Celui-ci va également vous poser des questions quant à la nourriture que vous lui donnez, à son caractère, ou à sa façon de jouer. Pas de panique, le vétérinaire ne cherche pas à vous prendre en faute mais simplement à vérifier la bonne santé physique et comportementale de votre chiot.
Le quatuor des vaccins
Les vaccins injectés lors de la première visite préviennent quatre maladies différentes :
- Parvovirose : maladie virale entraînant une gastro-entérite pouvant se révéler hémorragique.
- Hépatite de Rubarth : maladie virale qui affecte le foie et les yeux du chien, mais également ses reins et ses poumons.
- Leptospirose : maladie due à une bactérie, souvent transmise dans les eaux stagnantes ou au contact de rongeurs sauvages. Celle-ci peut provoquer de graves lésions.
- Maladie de Carré : maladie virale provoquant une inflammation des muqueuses. Le virus se propage de chien en chien par contamination directe car il est peu résistant dans la nature.
Ces quatre maladies sont souvent mortelles pour le chiot. Les différents vaccins seront injectés en une seule dose à votre animal. Si vous comptez vous rendre à l’étranger, en Corse, en Moselle, ou dans un DOM, votre vétérinaire vous proposera de vacciner votre chien contre la rage. Ce vaccin, appelé « antirabique », est obligatoire sur le territoire français pour les chiens de catégorie 1 et 2, et pour tous les chiens si l’on projette de séjourner dans un camping ou un centre de vacances.
Les vermifuges, un traitement deux fois par an
Ils sont indispensables pour que votre animal reste en bonne santé. Les vers affaiblissent beaucoup les chiens, qui deviennent plus vulnérables à d’autres maladies. Le chiot doit normalement avoir été vermifugé avant de quitter son élevage, ou de manière générale le lieu où il est né. C’est lors de sa première visite vétérinaire en compagnie de son nouveau maître, vers ses deux mois donc, qu’il sera de nouveau vermifugé.
Jusqu’à l’âge de six mois, le chiot devra être vermifugé tous les mois. Ensuite, la vermifugation se fera deux fois par an. Elle s’effectue par le biais d’un ou plusieurs comprimés, ou d’une pâte, que le vétérinaire vous vendra. Ce médicament pourra être administré 48 heures après la première visite (en raison des vaccins que l’animal aura reçu).

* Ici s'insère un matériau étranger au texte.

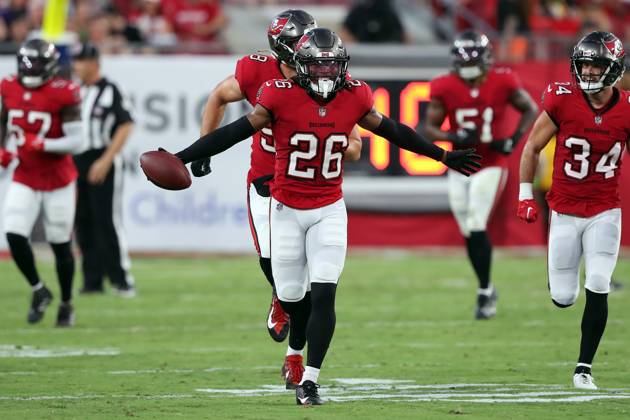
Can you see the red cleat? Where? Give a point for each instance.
(292, 370)
(277, 320)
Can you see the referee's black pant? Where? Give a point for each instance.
(98, 226)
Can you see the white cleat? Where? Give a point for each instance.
(584, 381)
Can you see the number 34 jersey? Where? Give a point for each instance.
(479, 108)
(589, 144)
(310, 139)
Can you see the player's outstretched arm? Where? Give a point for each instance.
(353, 152)
(227, 136)
(463, 161)
(544, 129)
(226, 92)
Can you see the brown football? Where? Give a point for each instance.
(165, 170)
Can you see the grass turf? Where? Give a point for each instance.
(197, 328)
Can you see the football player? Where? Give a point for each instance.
(474, 97)
(589, 117)
(251, 72)
(41, 112)
(312, 117)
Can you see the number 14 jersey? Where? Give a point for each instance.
(589, 144)
(310, 139)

Ils existent deux grands types de vers : les vers ronds et les vers plats. Les plus répandus chez le chiot sont une catégorie de vers ronds : les ascaris. Ceux-ci provoquent des diarrhées et des ballonnements, mais également une baisse de l’immunité, ce qui explique l’importance de la vermifugation.
Le traitement des vers est d’autant plus important que certains se transmettent à l’homme et plus particulièrement à l’enfant.
La puce d’identification, déclinaison dernier cri du tatouage
La puce électronique d’identification, ou transpondeur, remplace désormais le tatouage. Elle a la taille d’un grain de riz et est placée sous la peau de l’animal, derrière l’oreille gauche ou au niveau du cou. Cette opération est peu douloureuse pour le chiot et ne nécessite donc pas d’anesthésie.
La puce électronique correspond à un code de quinze chiffres, identifiable grâce à un lecteur possédé par les vétérinaires, la fourrière, les refuges pour animaux, mais également par la police. Votre propre vétérinaire vérifiera le code de la puce dès que la pose sera faite afin d’éviter tout dysfonctionnement. Vous recevrez ensuite les papiers d’identification de votre chiot à votre domicile. Attention toutefois car l’envoi peut prendre plusieurs semaines, voire plusieurs mois.
A savoir : La puce électronique ne présente aucun danger électrique pour l’animal. C’est le lecteur qui va provoquer la lecture du code et non la puce elle-même.